Horses are overpopulated, and when people who over-breed and don't want to take care of them, what else can you do but slaughter them if no one will save them and take care of them? Slaughter is a necessary thing. Either way there would just be horses dead everywhere. Not everyone is fortunate enough to know how to take proper care of a horse so thus, dead horses in fields. That is why slaughter is necessary, and I think that those of you who have saved horses from slaughter are good people.


----------



## HoneyBun

oh my gosh thats so mean it makes me want to cry, animals shouldnt be judged like that and be abused like that also its another reason animals are better than humens 
(not the ones that trying to save them ;D)


----------



## Rachluvshorses4eva

Harlee rides horses said:


> Horses are overpopulated, and when people who over-breed and don't want to take care of them, what else can you do but slaughter them if no one will save them and take care of them? Slaughter is a necessary thing. Either way there would just be horses dead everywhere. Not everyone is fortunate enough to know how to take proper care of a horse so thus, dead horses in fields. That is why slaughter is necessary, and I think that those of you who have saved horses from slaughter are good people.



Yes, but do you think they could do it a better way? Instead of cutting their throats and letting them bleed to death while being skinned alive, I would much rather them being shot in the head. It's more quicker and they wouldn't feel any pain. Poor things, way so young?


----------



## Harlee rides horses

I never said that specific way in slaughtering them was the right way, I think shooting them would be better yes, but if they personally don't want to do that then that's their choice and I highly doubt a couple of people on horseforum are going to change hundreds of peoples preference on how to kill a horse, now people could save the horses, but that's a whole different story.


----------



## I Love Lane

Harlee rides horses said:


> I never said that specific way in slaughtering them was the right way, I think shooting them would be better yes, but if they personally don't want to do that then that's their choice and I highly doubt a couple of people on horseforum are going to change hundreds of peoples preference on how to kill a horse, now people could save the horses, but that's a whole different story.

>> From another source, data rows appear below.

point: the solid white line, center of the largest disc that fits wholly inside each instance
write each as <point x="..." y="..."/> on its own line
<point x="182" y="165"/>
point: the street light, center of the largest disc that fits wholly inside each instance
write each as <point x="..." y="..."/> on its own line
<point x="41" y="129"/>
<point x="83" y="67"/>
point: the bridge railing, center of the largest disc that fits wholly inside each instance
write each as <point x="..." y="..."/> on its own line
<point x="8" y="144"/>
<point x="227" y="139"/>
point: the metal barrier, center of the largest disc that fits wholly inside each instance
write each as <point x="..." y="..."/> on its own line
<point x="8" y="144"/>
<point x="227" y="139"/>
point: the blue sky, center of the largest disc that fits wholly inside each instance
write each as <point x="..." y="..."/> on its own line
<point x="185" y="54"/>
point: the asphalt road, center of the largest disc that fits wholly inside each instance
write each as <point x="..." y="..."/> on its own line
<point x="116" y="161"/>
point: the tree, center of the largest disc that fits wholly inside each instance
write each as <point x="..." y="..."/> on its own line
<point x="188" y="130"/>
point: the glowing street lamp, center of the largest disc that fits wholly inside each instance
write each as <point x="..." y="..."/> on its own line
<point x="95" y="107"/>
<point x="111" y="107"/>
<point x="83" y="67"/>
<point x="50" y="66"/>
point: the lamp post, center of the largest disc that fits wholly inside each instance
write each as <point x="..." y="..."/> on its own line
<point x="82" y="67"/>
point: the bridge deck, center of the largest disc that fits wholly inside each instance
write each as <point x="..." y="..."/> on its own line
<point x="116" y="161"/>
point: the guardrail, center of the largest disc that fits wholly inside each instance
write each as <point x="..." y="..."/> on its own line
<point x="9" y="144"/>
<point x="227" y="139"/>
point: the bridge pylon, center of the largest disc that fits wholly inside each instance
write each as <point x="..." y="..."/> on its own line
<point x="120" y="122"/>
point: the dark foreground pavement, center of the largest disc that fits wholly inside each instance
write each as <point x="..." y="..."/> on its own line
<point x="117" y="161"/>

do not misunderstand me Harlee - I too think that slaughter is required but i just wanted to say on the whole point of "a few people on a horse forum not going to change hundreds of minds". Just out of interest Harlee how do you think that these types of things get changed - it is because 1 person said that they had had enough and voiced their opinion and others decided to join with them. Don't ever think that one person can not make a difference because they can - look at Erin Brockervich..........


----------



## Cheval

This makes me so sad. Haflingers are one of my favorite breeds, and they are adorable.
Stop slaughter, end the abuse!


----------



## my2geldings

What a heart break. Animal cruelty in general breaks my heart. I Have seen some pretty nasty things on slaughter as well as cruelty towards dogs and a few other animals.

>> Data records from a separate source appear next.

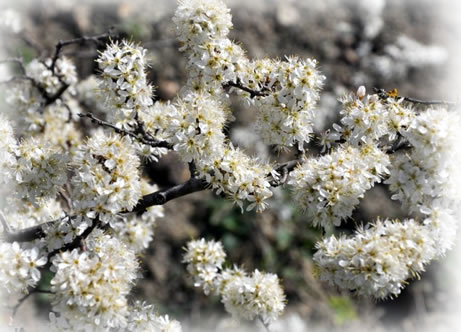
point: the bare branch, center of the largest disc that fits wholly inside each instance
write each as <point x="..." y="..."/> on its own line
<point x="284" y="169"/>
<point x="77" y="242"/>
<point x="6" y="227"/>
<point x="25" y="297"/>
<point x="383" y="94"/>
<point x="239" y="85"/>
<point x="81" y="40"/>
<point x="142" y="137"/>
<point x="161" y="197"/>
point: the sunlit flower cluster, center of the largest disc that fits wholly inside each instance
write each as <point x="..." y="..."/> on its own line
<point x="106" y="178"/>
<point x="19" y="268"/>
<point x="40" y="170"/>
<point x="286" y="114"/>
<point x="138" y="231"/>
<point x="124" y="82"/>
<point x="367" y="118"/>
<point x="91" y="286"/>
<point x="430" y="170"/>
<point x="258" y="295"/>
<point x="329" y="187"/>
<point x="378" y="260"/>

It makes me think of the PMU farms as well, same idea. Mass production of not needed foals which are sent to slaughter if not sold to horse buyers. 

Sad, sad situation.


----------



## Dannyayo

*were do you need to go to get them*



jasir18 said:


> Every year thousands of Haflinger Foals are bred just for the entertainment of tourists in Austria and Switzerland. And at the end of the season at around November time thousands get butchered. Just because their mane is too dark or they might have the "wrong" colour! They go on an awful trip across europe to Italy, France or Poland. I have found a video on youtube and its is one of the most heartwrenching things i have ever seen! Foals been beat up a trailer, nasty injuries, fear and this constant screaming for their mums. I have a very close friend who is member of a horse charity. One year the had raised enough cash to rescue 5 of these foals.
> She told me it was the worst thing they ever did. They had to play god and had to decide which foals were gonna live. What they did was, they had a big horse box and they parked it right in this big building where all these horses were waiting around. And the horses that were mostly interested in this box where the ones whose life took a turn for the better. They got rescued.
> 
> I so would love to rescue one of these poor souls but i know i havent got the knowledge just yet.
> 
> I just hope that one day the breeders will change their minds and not breed as much foals anymore.
> 
> If anybody is interested in some websites where you can rescue a hafliner foal let me know!


 were can I get one


----------



## my2geldings

*Links*

I think it would be a good idea to post the links on here directly. I wouldn't mind going thru it myself just to check things out. Thanks


----------



## onetoomany

I would like to see sources on this. I think it must be kept in mind that it is all to easy to fall into the trap of believing the emotional appeals from biased sources. While I'm sure that it does occur it is probably not nearly so dramatized as you may have read. Also keep in mind that this is occuring in Europe. For the most part horse slaughter is regarded in a very different light than it is in America.


----------



## MightTellYou

For my position, I see that this is an Austrian Issue, and so no concern of mine.


----------



## Walkamile

My mother-in-law, who is from Germany, informs me every chance she gets, how delicious horse meat is. :shock: no comment.


----------



## LadyDreamer

I would try it.


----------